The SITS-MOST registry shows that:

  • "Real-life" treatment with rt-PA within 3 hours of symptom onset results in greater independence in activities of daily living when compared with treatment given during randomised controlled trials (RCTs) (54.8% vs. 50.1%; SITS-MOST vs. RCTs, respectively).
  • "Real-life" treatment with rt-PA within 3 hours of symptom onset resulted in reduced mortality when compared with RCTs (11.3% vs. 17.3%; SITS-MOST vs. RCTs, respectively).
  • SITS-ISTR confirms the safety and efficacy of rt-PA for the thrombolysis of ischaemic stroke within the approved 3-hour time window as well as in the 3-4.5 hour time window.
  • rt-PA is not licensed for use beyond 4.5 hours after stroke symptom onset.*
  • All patients being considered for rt-PA therapy must undergo urgent brain imaging (CT or MRI), a physical examination, blood tests, a neurological assessment, and a patient history - all within a timeframe that will allow rt-PA treatment to begin within 4.5 hours* of symptom onset.
  • The concept that if a patient arrives early, the doctor has more time, is totally inacceptable, as studies show that the earlier treatment is implemented, the better the outcome.

*As this differs in some countries, please check your local prescribing regulations for the currently recommended time window for the use of rt-PA.

References 
  1. Saver, J. Time is brain--quantified.
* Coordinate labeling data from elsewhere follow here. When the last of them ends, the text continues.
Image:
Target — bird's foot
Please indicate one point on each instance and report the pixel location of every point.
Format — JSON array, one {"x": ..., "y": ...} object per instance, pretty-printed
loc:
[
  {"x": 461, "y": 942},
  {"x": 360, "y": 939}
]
Stroke 2006;37:263-266.
  2. Hacke W, Donnan G, Fieschi C, et al. Association of outcome with early stroke treatment: pooled analysis of ATLANTIS, ECASS, and NINDS rt-PA stroke trials. Lancet 2004;363(9411):768-774. Lancet 2004;363:768-774.
  3. NINDS NIH website. Stroke proceedings. Latest update 2008.
  4. Wahlgren N et al. SITS Investigators. Thrombolysis with alteplase 3-4.5 h after acute ischaemic stroke (SITS-ISTR): an observational study. Lancet 2008;372:1303-1309.
  5. Lees K, et al. Time to treatment with intravenous alteplase and outcome in stroke: an updated pooled analysis of ECASS, ATLANTIS, NINDS, and EPITHET trials. Lancet 2010;375:1695-1703.
  6. Ahmed N, et al; for the SITS Investigators. Implementation and outcome of thrombolysis with alteplase 3-4.5 h after an acute stroke: an updated analysis from SITS-ISTR Lancet Neurol 2010;9:866-874.
  7. Wahlgren N, et al. SITS Investigators. Thrombolysis with alteplase 3-4.5 h after acute ischaemic stroke (SITS-ISTR): an observational study. Lancet 2008;372:1303-1309.
  8. Wahlgren N, et al; the SITS-MOST Investigators. Thrombolysis with alteplase for acute ischaemic stroke in the Safe Implementation of Thrombolysis in Stroke-Monitoring Study (SITS-MOST): an observational study. Lancet 2007;369:275–282.